Zu einem pragmatischen Verfahren im Aufenthaltsrecht gehört dann eben auch das Prinzip „Ausbildung statt Abschiebung“ – eine Win-win-Situation für alle Beteiligten.

(Beifall beim BÜNDNIS 90/DIE GRÜNEN, bei der SPD und der FDP)

Am Ende noch ein Wort zu all jenen

(Zuruf von der AfD)

– jetzt bin ich mal dran –, die Migration für rechten Populismus missbrauchen; also fühlen Sie sich ruhig angesprochen. Als weiteren großen Schritt braucht es ein gutfunktionierendes Einwanderungsgesetz, wie es die Ampelkoalition ebenso anstoßen wird. Deshalb werden wir unter anderem sowohl das Staatsangehörigkeits- als auch das Familien- und auch das Einwanderungsrecht reformieren. Wir wollen auch das Asylprozessrecht reformieren und damit eine unabhängige Asylverfahrensberatung einführen. Wir verstehen Vielfalt als Chance und gleichzeitig als Ressource auf dem Arbeitsmarkt.

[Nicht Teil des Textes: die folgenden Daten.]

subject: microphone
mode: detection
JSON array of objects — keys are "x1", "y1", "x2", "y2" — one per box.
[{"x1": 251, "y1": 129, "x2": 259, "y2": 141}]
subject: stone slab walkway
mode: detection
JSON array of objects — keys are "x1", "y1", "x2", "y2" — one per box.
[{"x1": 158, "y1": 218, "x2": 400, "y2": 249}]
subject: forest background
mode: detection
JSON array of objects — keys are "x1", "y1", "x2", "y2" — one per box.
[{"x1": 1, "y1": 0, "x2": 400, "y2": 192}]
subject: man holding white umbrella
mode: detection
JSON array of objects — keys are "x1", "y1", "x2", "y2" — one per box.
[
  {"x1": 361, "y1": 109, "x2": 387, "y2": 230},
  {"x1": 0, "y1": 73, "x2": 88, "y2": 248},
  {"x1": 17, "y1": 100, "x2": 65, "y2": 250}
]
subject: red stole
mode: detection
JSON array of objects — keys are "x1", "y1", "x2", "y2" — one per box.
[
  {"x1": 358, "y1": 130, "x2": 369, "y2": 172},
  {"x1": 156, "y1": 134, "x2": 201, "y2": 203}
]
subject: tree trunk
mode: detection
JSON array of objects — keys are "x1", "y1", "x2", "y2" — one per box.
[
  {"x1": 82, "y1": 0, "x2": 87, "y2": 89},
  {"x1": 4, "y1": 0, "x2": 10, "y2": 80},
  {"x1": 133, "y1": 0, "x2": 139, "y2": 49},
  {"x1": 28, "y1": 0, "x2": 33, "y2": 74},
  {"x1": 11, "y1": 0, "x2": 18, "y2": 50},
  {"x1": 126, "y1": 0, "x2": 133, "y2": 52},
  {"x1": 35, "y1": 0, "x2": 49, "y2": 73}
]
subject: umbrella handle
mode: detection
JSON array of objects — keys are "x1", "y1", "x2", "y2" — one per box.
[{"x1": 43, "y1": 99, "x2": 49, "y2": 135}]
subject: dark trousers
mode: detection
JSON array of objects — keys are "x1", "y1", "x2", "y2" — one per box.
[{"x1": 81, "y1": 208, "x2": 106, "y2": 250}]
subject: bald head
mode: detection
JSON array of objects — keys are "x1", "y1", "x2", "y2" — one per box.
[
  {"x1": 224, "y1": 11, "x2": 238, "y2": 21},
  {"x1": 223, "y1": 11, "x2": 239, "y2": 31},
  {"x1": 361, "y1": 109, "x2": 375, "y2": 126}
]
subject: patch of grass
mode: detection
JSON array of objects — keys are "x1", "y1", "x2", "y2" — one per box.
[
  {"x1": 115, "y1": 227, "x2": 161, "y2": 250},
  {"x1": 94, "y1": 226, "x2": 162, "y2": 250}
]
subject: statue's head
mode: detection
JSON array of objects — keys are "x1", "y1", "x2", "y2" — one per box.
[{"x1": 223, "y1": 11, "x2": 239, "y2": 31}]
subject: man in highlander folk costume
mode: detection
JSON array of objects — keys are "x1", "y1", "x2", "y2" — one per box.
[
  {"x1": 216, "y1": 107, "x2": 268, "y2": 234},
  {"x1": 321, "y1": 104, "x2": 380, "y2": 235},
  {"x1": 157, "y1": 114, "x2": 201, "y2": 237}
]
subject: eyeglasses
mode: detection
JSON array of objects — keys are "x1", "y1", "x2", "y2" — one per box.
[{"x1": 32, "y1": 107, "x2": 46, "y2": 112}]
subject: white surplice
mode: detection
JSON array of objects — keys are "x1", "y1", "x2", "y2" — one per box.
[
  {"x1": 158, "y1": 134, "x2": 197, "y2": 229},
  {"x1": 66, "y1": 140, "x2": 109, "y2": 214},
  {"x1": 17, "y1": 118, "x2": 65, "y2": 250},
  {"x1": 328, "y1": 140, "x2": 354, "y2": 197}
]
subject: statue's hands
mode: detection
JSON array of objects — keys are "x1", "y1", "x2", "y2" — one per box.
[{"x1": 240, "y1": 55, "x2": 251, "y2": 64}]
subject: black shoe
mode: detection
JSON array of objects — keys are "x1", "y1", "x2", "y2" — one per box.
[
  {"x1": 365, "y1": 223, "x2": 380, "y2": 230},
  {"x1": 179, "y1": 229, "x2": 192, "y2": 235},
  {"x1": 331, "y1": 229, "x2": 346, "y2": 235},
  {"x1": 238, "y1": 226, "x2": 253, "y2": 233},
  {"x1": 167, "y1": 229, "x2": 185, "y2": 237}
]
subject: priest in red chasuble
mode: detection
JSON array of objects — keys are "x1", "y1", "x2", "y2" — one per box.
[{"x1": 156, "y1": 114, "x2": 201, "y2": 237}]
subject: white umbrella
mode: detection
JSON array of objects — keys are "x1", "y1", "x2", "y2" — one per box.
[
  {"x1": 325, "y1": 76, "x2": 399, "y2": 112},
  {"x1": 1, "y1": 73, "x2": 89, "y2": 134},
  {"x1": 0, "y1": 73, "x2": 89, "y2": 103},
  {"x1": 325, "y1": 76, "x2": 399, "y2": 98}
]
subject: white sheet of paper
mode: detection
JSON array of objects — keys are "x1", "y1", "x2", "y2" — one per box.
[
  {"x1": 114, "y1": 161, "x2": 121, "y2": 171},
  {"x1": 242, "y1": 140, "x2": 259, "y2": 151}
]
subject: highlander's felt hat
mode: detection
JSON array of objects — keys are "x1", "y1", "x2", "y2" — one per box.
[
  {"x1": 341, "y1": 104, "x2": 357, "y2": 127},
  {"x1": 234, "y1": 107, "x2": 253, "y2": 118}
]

(Beifall beim BÜNDNIS 90/DIE GRÜNEN, bei der SPD und der FDP)

Und ja, wir wissen um die krisenhafte Zeit, in der wir uns gerade befinden. Aber eine Bewältigung dieser Zeit auf Kosten von Humanität ist für uns inakzeptabel und menschenverachtend.

(Beatrix von Storch [AfD]: Sie sind menschenverachtend den Menschen in diesem Land gegenüber!)

Ich freue mich also, dass wir in der Gegenwart angekommen sind und uns endlich zu unserem Einwanderungsland bekennen – einfach, weil wir eines sind.

Vielen Dank.

(Beifall beim BÜNDNIS 90/DIE GRÜNEN, bei der SPD und der FDP)

Vizepräsidentin Petra Pau:

Das Wort hat der Abgeordnete Dr. Gottfried Curio für die AfD-Fraktion.

(Beifall bei der AfD sowie des Abg. Matthias Helferich [fraktionslos])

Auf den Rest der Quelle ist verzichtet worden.